そして俺は知っている。そんな夢みたいなことはこの現実には存在しないのだと。

早苗は俺の様子がおかしいことに気づいたのと同時に、他の何かにも気づいたようだ。


「まさか悠人・・・・・」


早苗がどこか悲しげな様子で俺を見てくるので、俺は重くなった空気を変えようと少し笑って頭の後ろを掻きながら、


「ま、まあこれはあくまで可能性の話だしな、依頼は木の葉 雫に友達を作らせることなんだから余計なことを考えずにそっちに取り組むとするか」


俺が余計なことを考えさせた原因なので、全くもってこんなこと言えた立場ではないんだが。
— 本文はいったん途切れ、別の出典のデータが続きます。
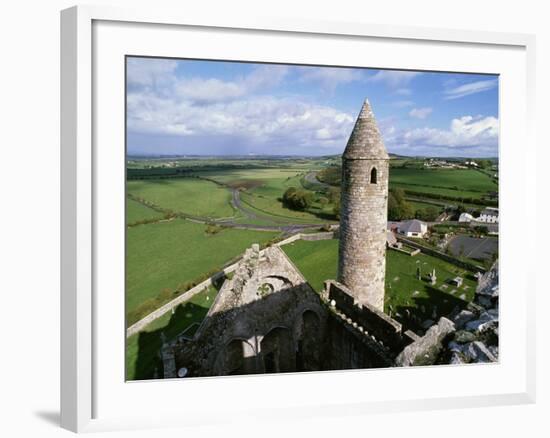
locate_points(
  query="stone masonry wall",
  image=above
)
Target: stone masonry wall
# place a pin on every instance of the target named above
(362, 246)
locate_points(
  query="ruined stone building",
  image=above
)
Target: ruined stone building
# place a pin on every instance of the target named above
(268, 319)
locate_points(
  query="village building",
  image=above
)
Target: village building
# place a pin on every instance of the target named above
(489, 215)
(413, 228)
(465, 217)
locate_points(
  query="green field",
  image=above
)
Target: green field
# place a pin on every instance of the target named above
(142, 348)
(448, 182)
(136, 211)
(405, 294)
(264, 190)
(187, 195)
(166, 255)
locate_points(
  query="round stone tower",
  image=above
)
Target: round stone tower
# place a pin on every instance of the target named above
(363, 212)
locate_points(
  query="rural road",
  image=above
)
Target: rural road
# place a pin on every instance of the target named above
(311, 177)
(250, 214)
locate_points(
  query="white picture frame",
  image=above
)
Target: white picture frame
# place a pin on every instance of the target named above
(86, 174)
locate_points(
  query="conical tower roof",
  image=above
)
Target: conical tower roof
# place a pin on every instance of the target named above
(365, 142)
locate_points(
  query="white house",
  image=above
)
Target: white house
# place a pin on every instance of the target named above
(412, 228)
(489, 215)
(465, 217)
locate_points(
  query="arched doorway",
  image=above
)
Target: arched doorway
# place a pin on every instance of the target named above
(237, 358)
(309, 346)
(277, 352)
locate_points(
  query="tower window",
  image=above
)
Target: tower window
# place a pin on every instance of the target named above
(373, 176)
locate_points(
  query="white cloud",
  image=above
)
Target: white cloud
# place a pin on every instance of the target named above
(402, 103)
(394, 78)
(256, 119)
(403, 91)
(147, 71)
(471, 88)
(472, 134)
(215, 90)
(420, 113)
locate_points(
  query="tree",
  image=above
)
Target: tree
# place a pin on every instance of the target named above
(398, 207)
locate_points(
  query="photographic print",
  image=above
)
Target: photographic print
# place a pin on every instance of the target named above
(297, 218)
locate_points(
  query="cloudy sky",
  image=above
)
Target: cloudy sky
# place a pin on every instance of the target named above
(230, 108)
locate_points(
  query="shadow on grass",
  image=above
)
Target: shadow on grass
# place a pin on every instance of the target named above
(147, 362)
(433, 307)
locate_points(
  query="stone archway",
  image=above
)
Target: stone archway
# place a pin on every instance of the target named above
(309, 343)
(237, 357)
(277, 351)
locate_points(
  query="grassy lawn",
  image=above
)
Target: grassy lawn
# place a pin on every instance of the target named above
(164, 255)
(462, 179)
(137, 212)
(447, 182)
(142, 348)
(187, 195)
(265, 187)
(405, 294)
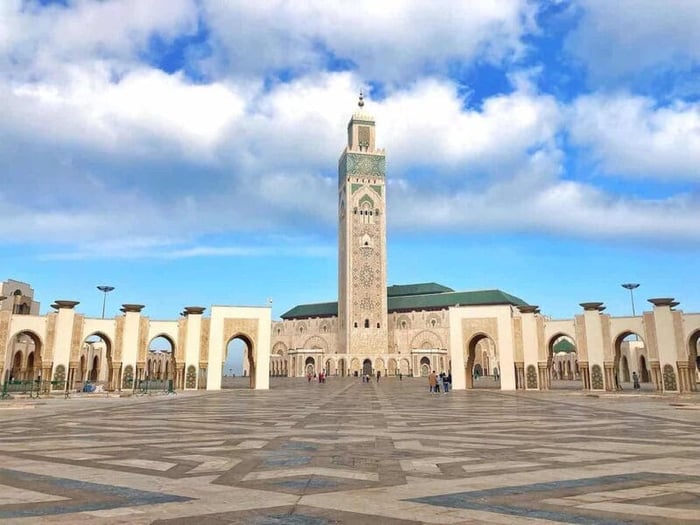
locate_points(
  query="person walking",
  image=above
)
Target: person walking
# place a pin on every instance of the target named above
(445, 383)
(432, 381)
俺がそう言ったら気遣ってくれたのか、早苗は「そ、そうね」と言ってくれたのだが、桜空の返事がなかったので、桜空の方に向くと、今までに見たことのない真剣な表情で何かを考えていた。


「桜空?」


俺が桜空に呼びかけると、それに気づいたようで、桜空はハッとする。


「すみません。少々考え事をしていたもので」


俺は桜空のその言葉を聞いてなぜだか安心した。

あんな表情をするので、なにかとんでもないことを言いだすのではないかと思ったが、どうやら俺の勘違いだったようだ。

そして俺が木の葉 雫に友達を作らせるためにどうするのかを早苗や桜空に聞こうとした瞬間、


「それでも私は一人が好きだなんて言う人はこの世界にはいないと思います」


桜空が誰にいうわけでもなく、ただ独り言を言っているように言った。

俺と早苗は驚きのあまり桜空をしばらく見つめていると、桜空はそれに気づいて

「い、今のは、単なる独り言ですので気にしないでください」と言うので、俺らは何事もなかったかのように前半のように依頼の件についての話し合いをしたが、結局その日はいい案が出ないまま部活は終了した。


そしてその日の帰り道、俺はあの言葉が妙に引っかかっていた。


――『それでも私は一人が好きだなんて言う人はこの世界にはいないと思います』――


一人が好きなやつなんていない、か。

俺は家に着くまでの間、何か大事なことを必死に伝えようとするように、その言葉が頭の中で何度も何度も繰り返された。